Thursday, February 4, 2010

Big Bang Radiation, Helium, Age of the Universe and All That

"New Look at Big Bang Radiation Refines Age of Universe"
Wired Science (February 3, 2010)

"Six papers posted online present new satellite snapshots of the earliest light in the universe. By analyzing these images, cosmologists have made the most accurate determination of the age of the cosmos, have directly detected primordial helium gas for the first time and have discovered a key signature of inflation, the leading model of how the cosmos came to be.

"The analysis, based on the first seven years of data taken by NASA's Wilkinson Microwave Anisotropy Probe, also provides new evidence that the mysterious entity revving up the expansion of the universe resembles Einstein’s cosmological constant, a factor he inserted but later removed...."

There's nothing new and startling here - apart from direct detection of the universe's first helium - but, as one of the scientists said, the detection " 'is not a surprise, but it's nice to have confirmation'...."

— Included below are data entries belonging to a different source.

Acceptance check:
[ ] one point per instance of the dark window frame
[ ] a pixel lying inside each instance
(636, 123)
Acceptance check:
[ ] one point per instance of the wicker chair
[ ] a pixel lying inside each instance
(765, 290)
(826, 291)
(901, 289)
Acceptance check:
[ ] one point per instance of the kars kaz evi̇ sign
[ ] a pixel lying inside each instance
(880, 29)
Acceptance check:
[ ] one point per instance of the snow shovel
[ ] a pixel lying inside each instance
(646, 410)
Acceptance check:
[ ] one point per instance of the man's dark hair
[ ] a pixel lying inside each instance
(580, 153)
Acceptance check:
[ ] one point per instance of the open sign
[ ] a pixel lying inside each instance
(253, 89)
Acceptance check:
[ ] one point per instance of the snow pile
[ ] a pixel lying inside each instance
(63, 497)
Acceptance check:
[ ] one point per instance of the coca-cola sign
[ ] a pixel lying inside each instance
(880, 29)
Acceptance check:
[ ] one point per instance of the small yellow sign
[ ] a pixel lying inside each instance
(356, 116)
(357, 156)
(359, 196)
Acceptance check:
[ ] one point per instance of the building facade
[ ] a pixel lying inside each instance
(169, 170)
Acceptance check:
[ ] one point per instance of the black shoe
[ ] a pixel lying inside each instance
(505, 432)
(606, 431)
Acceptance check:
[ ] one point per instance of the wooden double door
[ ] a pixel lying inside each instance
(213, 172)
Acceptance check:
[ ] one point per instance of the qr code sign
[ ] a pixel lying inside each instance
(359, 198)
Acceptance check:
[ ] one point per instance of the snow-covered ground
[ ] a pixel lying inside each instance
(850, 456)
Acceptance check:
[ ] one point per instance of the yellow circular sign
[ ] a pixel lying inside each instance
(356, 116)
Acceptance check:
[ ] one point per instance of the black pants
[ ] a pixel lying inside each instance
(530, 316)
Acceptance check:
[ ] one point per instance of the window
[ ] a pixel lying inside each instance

Age of the universe, updated and refined: 13.73 billion years, plus or minus 0.12 billion.) 13,730,000,000 years: give or take 120,000,000. That's a lot of zeroes.

Just how old the universe is, and how primordial helium was polarized, may not seem all that connected with collecting the next paycheck or photos of baby elephants. But that baby elephant and the photographer who took the picture wouldn't have been possible without the mix of matter and energy that held that helium.

Cosmology - the study of how the universe works - is sort of like Genealogy. It's all about stuff that's already happened: but without that stuff, you wouldn't be around to be disinterested in it.

Which is about as much philosophy as I can handle right now.